If Christianity were treated like Islam in America, our president, a professed Christian, would proudly attend Christian-themed dinners and events while skipping Ramadan dinners, not vice versa. And Muslim politicians would go out of their way to assure people that their faith would not affect their policy-making.
If Christianity were treated like Islam, Christmas and Easter would be publicly celebrated for what they are — the signature events of Christianity, marking the birth and the death and Resurrection of Christ — not stripped of all their theological meaning and transformed into secular holidays devoted to crass consumerism.
If Christians were treated like Muslims, NASA would be tasked with reaching out to Christians and recognizing their faith’s profound achievements and contributions to science, math and engineering, instead of being told to make Muslims feel good about their rather meager scientific accomplishments.
If Christians were treated like Muslims, the Catholic Church’s stances on sex, contraception and human life would be revered as welcome departures from our over-sexed, self-obsessed culture, not condemned as a cause of disease and death in the less-developed world. And if Muslims were treated like Christians, the application of Sharia law around the world would be met not with stony silence but with the outrage it deserves.
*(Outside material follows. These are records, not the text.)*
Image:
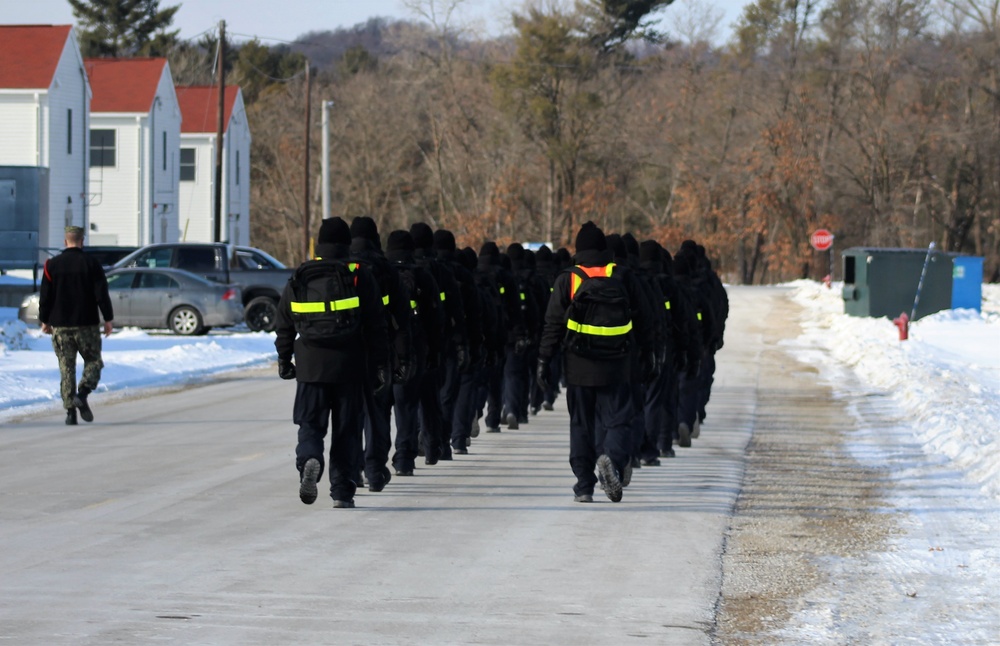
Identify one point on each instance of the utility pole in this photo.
(305, 173)
(219, 131)
(326, 158)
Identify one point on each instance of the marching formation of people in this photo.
(450, 342)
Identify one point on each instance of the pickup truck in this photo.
(260, 277)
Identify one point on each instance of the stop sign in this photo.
(821, 239)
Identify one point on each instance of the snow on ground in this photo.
(928, 418)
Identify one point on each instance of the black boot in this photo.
(80, 401)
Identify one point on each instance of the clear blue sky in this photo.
(287, 19)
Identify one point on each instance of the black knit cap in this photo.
(516, 252)
(631, 244)
(617, 246)
(650, 251)
(365, 227)
(423, 235)
(399, 240)
(444, 240)
(334, 231)
(590, 238)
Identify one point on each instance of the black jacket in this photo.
(74, 288)
(328, 365)
(580, 371)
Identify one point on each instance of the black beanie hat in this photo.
(516, 253)
(423, 236)
(365, 227)
(399, 240)
(334, 231)
(444, 240)
(631, 245)
(590, 238)
(650, 251)
(617, 246)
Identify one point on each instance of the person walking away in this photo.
(72, 300)
(595, 313)
(331, 321)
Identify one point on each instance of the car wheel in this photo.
(185, 321)
(261, 314)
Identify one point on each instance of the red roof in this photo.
(124, 84)
(200, 107)
(29, 55)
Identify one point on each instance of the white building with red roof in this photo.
(199, 127)
(135, 128)
(44, 110)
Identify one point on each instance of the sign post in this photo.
(821, 240)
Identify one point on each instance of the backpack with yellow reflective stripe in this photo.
(325, 306)
(599, 317)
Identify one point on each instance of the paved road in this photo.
(175, 518)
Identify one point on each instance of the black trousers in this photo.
(655, 413)
(451, 383)
(466, 406)
(378, 432)
(515, 383)
(316, 405)
(599, 424)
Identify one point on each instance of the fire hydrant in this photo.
(903, 323)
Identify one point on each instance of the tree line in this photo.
(876, 119)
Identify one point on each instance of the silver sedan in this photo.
(160, 298)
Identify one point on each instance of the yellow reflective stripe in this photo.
(308, 308)
(598, 330)
(345, 304)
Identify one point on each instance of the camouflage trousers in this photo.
(67, 343)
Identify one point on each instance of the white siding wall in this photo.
(115, 209)
(166, 171)
(238, 186)
(196, 196)
(18, 128)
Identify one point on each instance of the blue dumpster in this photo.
(967, 283)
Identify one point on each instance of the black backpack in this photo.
(599, 316)
(326, 309)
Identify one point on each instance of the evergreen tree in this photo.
(124, 28)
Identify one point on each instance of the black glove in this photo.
(286, 369)
(649, 368)
(543, 373)
(381, 378)
(404, 372)
(462, 356)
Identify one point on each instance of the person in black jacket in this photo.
(73, 298)
(416, 401)
(366, 249)
(598, 392)
(331, 370)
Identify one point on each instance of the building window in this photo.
(187, 164)
(102, 148)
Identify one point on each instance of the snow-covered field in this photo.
(942, 451)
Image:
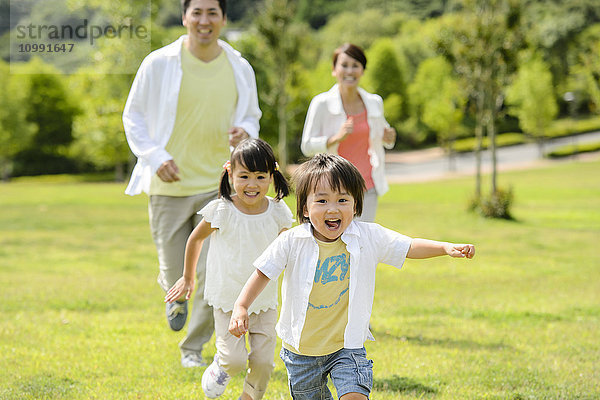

If Christians were treated like Muslims in America, amusement parks would celebrate “Christian Family Day,” (Six Flags recently celebrated “Muslim Family Day”), and Christians would be asked to embrace, not set aside, their religious convictions at the door when they entered the public square. Meanwhile, Muslim imams, not Christian pastors, would fear hate crimes lawsuits for preaching orthodox views of sexuality and sin.
The notion that American Muslims face discrimination, even to the point of violence, is often posited by America’s elites. But that idea evaporates under scrutiny. Remarkably few hate crimes are reported against Muslims (fewer than one-eighth those against Jews). What’s more, Muslim immigration to America has risen sharply since September 11, 2001, and Muslims thrive, economically and educationally, once they arrive.
In fact, it is Christians, not Muslims, who increasingly encounter cultural elites who are hostile to their beliefs and values.
Sadly, Christians will never be treated like Muslims by America’s elites. Why? Because Christianity can be attacked without fear of retribution. The Christian response to insult and attack — “to turn the other cheek” — contradicts the knee-jerk call to violence of many Islamists.
It’s also because left-wing elites and radical Islamists are united in the common cause of upending the Judeo-Christian culture and roots of American society.
I’m not in favor of burning the Koran, and I don’t think insulting or defaming symbols of any religion constitutes art. At a time of the year when intolerance for public displays of Christianity is most acute, it is my Christmas wish that Muslims and Christians would be treated equally.